Energy Prices Fall on Prospects of Rate Hikes
March 10, 2023
Energy prices fell again in yesterday’s trading pressured by concerns due to the US Federal Reserve Chair testimony this week about needing to raise interest rates higher and most likely faster stating a 0.50% rise may be needed this month versus a 0.25% rise previously. Next week the CPI and the PPI reports will help drive the Fed’s decision on how much to raise rates.
The negative outlook for the economy and higher rates continue to put pressure on energy markets. Many traders thought that demand would be enough to keep inventories tight and support prices, but the tone has turned a bit more negative on the outlook with higher rates, a higher US Dollar, and inventory builds.
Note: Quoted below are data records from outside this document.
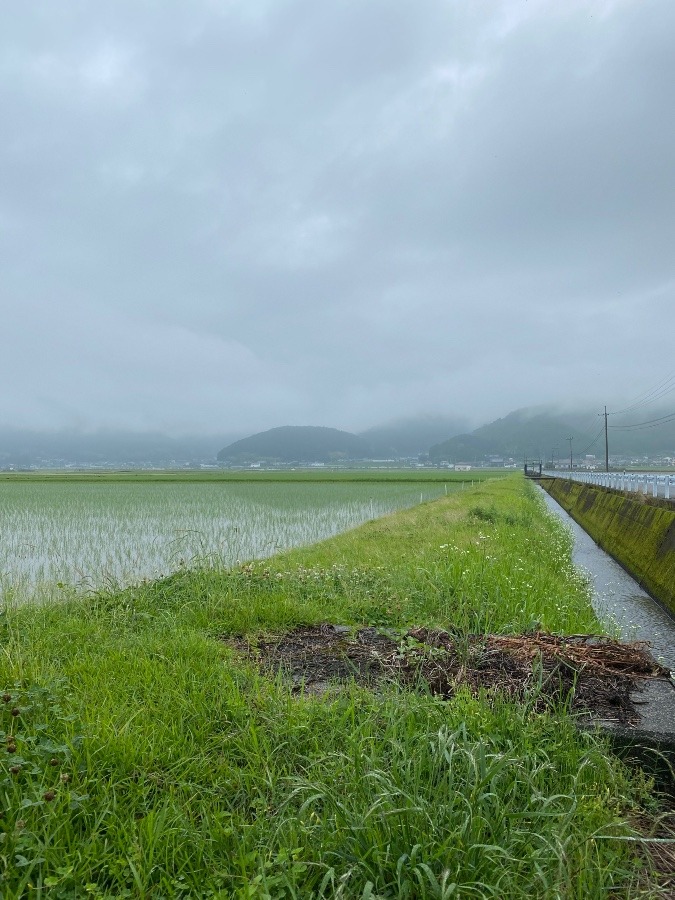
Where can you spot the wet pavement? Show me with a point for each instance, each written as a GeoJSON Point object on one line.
{"type": "Point", "coordinates": [618, 599]}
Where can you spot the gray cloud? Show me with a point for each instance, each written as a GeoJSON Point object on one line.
{"type": "Point", "coordinates": [225, 216]}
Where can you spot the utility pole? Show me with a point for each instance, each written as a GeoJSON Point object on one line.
{"type": "Point", "coordinates": [605, 414]}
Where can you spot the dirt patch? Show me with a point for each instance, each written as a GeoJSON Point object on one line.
{"type": "Point", "coordinates": [596, 674]}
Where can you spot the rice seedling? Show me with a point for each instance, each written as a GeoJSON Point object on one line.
{"type": "Point", "coordinates": [190, 773]}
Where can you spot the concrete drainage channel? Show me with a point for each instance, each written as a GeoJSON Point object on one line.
{"type": "Point", "coordinates": [621, 603]}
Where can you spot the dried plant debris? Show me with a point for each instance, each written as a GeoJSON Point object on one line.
{"type": "Point", "coordinates": [596, 675]}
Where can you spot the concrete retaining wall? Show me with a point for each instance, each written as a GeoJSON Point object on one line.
{"type": "Point", "coordinates": [638, 534]}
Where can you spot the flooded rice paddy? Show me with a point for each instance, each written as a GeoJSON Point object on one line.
{"type": "Point", "coordinates": [54, 536]}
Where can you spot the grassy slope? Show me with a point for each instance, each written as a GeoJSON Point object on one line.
{"type": "Point", "coordinates": [191, 775]}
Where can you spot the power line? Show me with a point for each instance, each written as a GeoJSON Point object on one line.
{"type": "Point", "coordinates": [650, 423]}
{"type": "Point", "coordinates": [593, 442]}
{"type": "Point", "coordinates": [665, 386]}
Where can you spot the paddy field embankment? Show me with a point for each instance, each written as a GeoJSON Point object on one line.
{"type": "Point", "coordinates": [148, 755]}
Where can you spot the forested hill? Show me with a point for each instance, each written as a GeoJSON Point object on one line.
{"type": "Point", "coordinates": [296, 443]}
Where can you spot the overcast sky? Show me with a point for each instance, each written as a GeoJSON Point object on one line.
{"type": "Point", "coordinates": [227, 215]}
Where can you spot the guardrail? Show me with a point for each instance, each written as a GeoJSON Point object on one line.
{"type": "Point", "coordinates": [638, 482]}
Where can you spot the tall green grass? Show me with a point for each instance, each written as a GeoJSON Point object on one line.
{"type": "Point", "coordinates": [190, 774]}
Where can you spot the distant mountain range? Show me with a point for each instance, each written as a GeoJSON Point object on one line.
{"type": "Point", "coordinates": [305, 443]}
{"type": "Point", "coordinates": [535, 433]}
{"type": "Point", "coordinates": [412, 436]}
{"type": "Point", "coordinates": [296, 443]}
{"type": "Point", "coordinates": [543, 434]}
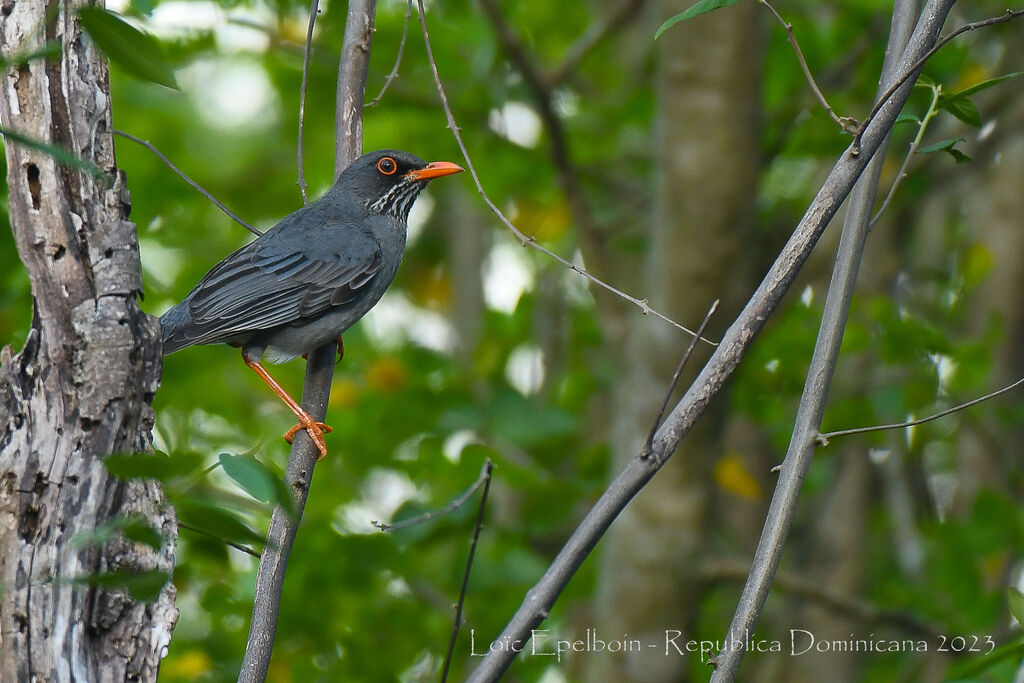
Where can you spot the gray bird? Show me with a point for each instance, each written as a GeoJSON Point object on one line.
{"type": "Point", "coordinates": [310, 276]}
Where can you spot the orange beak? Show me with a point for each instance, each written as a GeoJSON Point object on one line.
{"type": "Point", "coordinates": [434, 169]}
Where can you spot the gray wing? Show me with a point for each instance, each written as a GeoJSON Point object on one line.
{"type": "Point", "coordinates": [273, 282]}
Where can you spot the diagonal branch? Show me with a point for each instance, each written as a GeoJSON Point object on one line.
{"type": "Point", "coordinates": [320, 368]}
{"type": "Point", "coordinates": [313, 10]}
{"type": "Point", "coordinates": [523, 239]}
{"type": "Point", "coordinates": [912, 70]}
{"type": "Point", "coordinates": [846, 123]}
{"type": "Point", "coordinates": [823, 439]}
{"type": "Point", "coordinates": [782, 509]}
{"type": "Point", "coordinates": [709, 383]}
{"type": "Point", "coordinates": [195, 185]}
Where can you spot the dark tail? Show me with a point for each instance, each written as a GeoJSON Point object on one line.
{"type": "Point", "coordinates": [172, 328]}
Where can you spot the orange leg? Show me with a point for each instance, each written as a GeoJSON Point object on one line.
{"type": "Point", "coordinates": [315, 429]}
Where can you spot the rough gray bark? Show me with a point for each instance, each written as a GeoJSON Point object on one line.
{"type": "Point", "coordinates": [81, 385]}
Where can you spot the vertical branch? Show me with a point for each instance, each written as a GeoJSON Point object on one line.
{"type": "Point", "coordinates": [313, 10]}
{"type": "Point", "coordinates": [352, 83]}
{"type": "Point", "coordinates": [320, 366]}
{"type": "Point", "coordinates": [737, 339]}
{"type": "Point", "coordinates": [812, 402]}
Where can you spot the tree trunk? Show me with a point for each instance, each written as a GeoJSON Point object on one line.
{"type": "Point", "coordinates": [81, 386]}
{"type": "Point", "coordinates": [708, 97]}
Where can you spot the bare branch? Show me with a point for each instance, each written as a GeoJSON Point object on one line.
{"type": "Point", "coordinates": [487, 469]}
{"type": "Point", "coordinates": [914, 145]}
{"type": "Point", "coordinates": [823, 595]}
{"type": "Point", "coordinates": [675, 380]}
{"type": "Point", "coordinates": [313, 10]}
{"type": "Point", "coordinates": [397, 59]}
{"type": "Point", "coordinates": [846, 123]}
{"type": "Point", "coordinates": [911, 72]}
{"type": "Point", "coordinates": [823, 439]}
{"type": "Point", "coordinates": [320, 367]}
{"type": "Point", "coordinates": [230, 214]}
{"type": "Point", "coordinates": [638, 471]}
{"type": "Point", "coordinates": [523, 239]}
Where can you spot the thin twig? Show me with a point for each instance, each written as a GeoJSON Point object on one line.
{"type": "Point", "coordinates": [903, 42]}
{"type": "Point", "coordinates": [397, 60]}
{"type": "Point", "coordinates": [540, 599]}
{"type": "Point", "coordinates": [313, 11]}
{"type": "Point", "coordinates": [203, 531]}
{"type": "Point", "coordinates": [448, 509]}
{"type": "Point", "coordinates": [846, 123]}
{"type": "Point", "coordinates": [675, 380]}
{"type": "Point", "coordinates": [823, 439]}
{"type": "Point", "coordinates": [823, 595]}
{"type": "Point", "coordinates": [1009, 15]}
{"type": "Point", "coordinates": [523, 239]}
{"type": "Point", "coordinates": [601, 29]}
{"type": "Point", "coordinates": [320, 368]}
{"type": "Point", "coordinates": [914, 145]}
{"type": "Point", "coordinates": [230, 214]}
{"type": "Point", "coordinates": [487, 467]}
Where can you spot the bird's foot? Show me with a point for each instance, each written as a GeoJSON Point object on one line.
{"type": "Point", "coordinates": [315, 430]}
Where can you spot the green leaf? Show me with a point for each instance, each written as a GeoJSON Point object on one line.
{"type": "Point", "coordinates": [58, 153]}
{"type": "Point", "coordinates": [1016, 601]}
{"type": "Point", "coordinates": [138, 53]}
{"type": "Point", "coordinates": [978, 87]}
{"type": "Point", "coordinates": [701, 7]}
{"type": "Point", "coordinates": [947, 146]}
{"type": "Point", "coordinates": [215, 521]}
{"type": "Point", "coordinates": [963, 109]}
{"type": "Point", "coordinates": [251, 474]}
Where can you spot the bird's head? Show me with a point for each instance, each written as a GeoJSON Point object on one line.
{"type": "Point", "coordinates": [390, 180]}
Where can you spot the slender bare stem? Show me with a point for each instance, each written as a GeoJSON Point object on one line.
{"type": "Point", "coordinates": [846, 123]}
{"type": "Point", "coordinates": [230, 214]}
{"type": "Point", "coordinates": [782, 509]}
{"type": "Point", "coordinates": [675, 380]}
{"type": "Point", "coordinates": [397, 59]}
{"type": "Point", "coordinates": [824, 438]}
{"type": "Point", "coordinates": [911, 72]}
{"type": "Point", "coordinates": [487, 468]}
{"type": "Point", "coordinates": [313, 10]}
{"type": "Point", "coordinates": [524, 240]}
{"type": "Point", "coordinates": [320, 367]}
{"type": "Point", "coordinates": [726, 357]}
{"type": "Point", "coordinates": [914, 145]}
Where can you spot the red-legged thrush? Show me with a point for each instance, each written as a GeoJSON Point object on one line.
{"type": "Point", "coordinates": [311, 275]}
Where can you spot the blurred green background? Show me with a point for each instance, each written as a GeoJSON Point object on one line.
{"type": "Point", "coordinates": [485, 349]}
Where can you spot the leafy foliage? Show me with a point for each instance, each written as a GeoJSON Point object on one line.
{"type": "Point", "coordinates": [430, 387]}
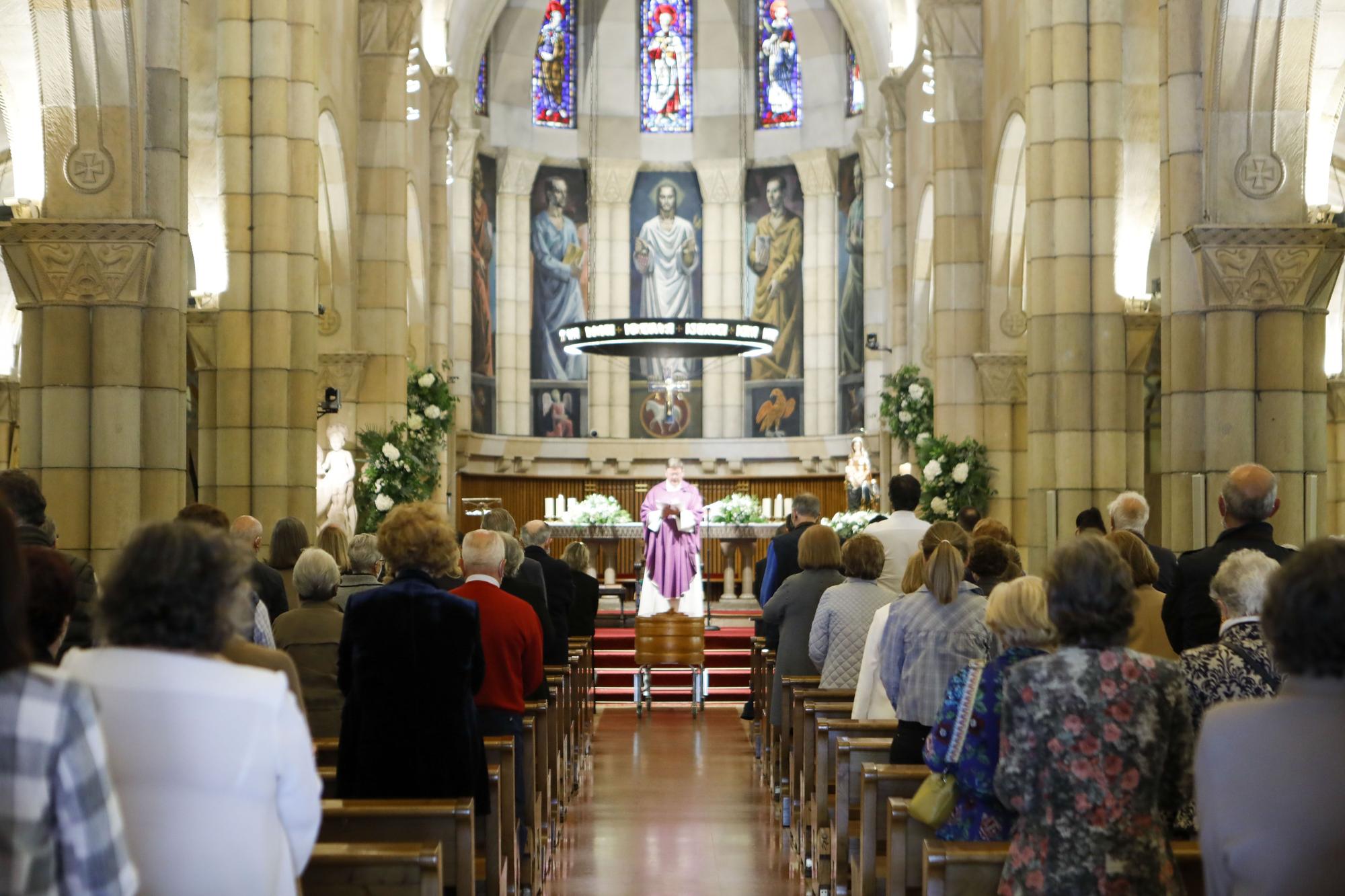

The Financial Times reported that the US has privately urged some commodity traders to help move price-capped Russian oil in a bid to keep supplies stable. It reported that Treasury officials met executives and traders at Trafigura and Gunvor among others and offered reassurance over expanding their role in Russian crude and fuels trade without breaching western restrictions.
The energy markets will see how the February payrolls numbers come out this morning to help it seek some direction as these markets are filled with a ton of uncertainty.
The JOLTS report came in down 410,000 to 10.824 million job openings. That is 1.9 jobs for every person looking for a job, or a 5.13 million person gap.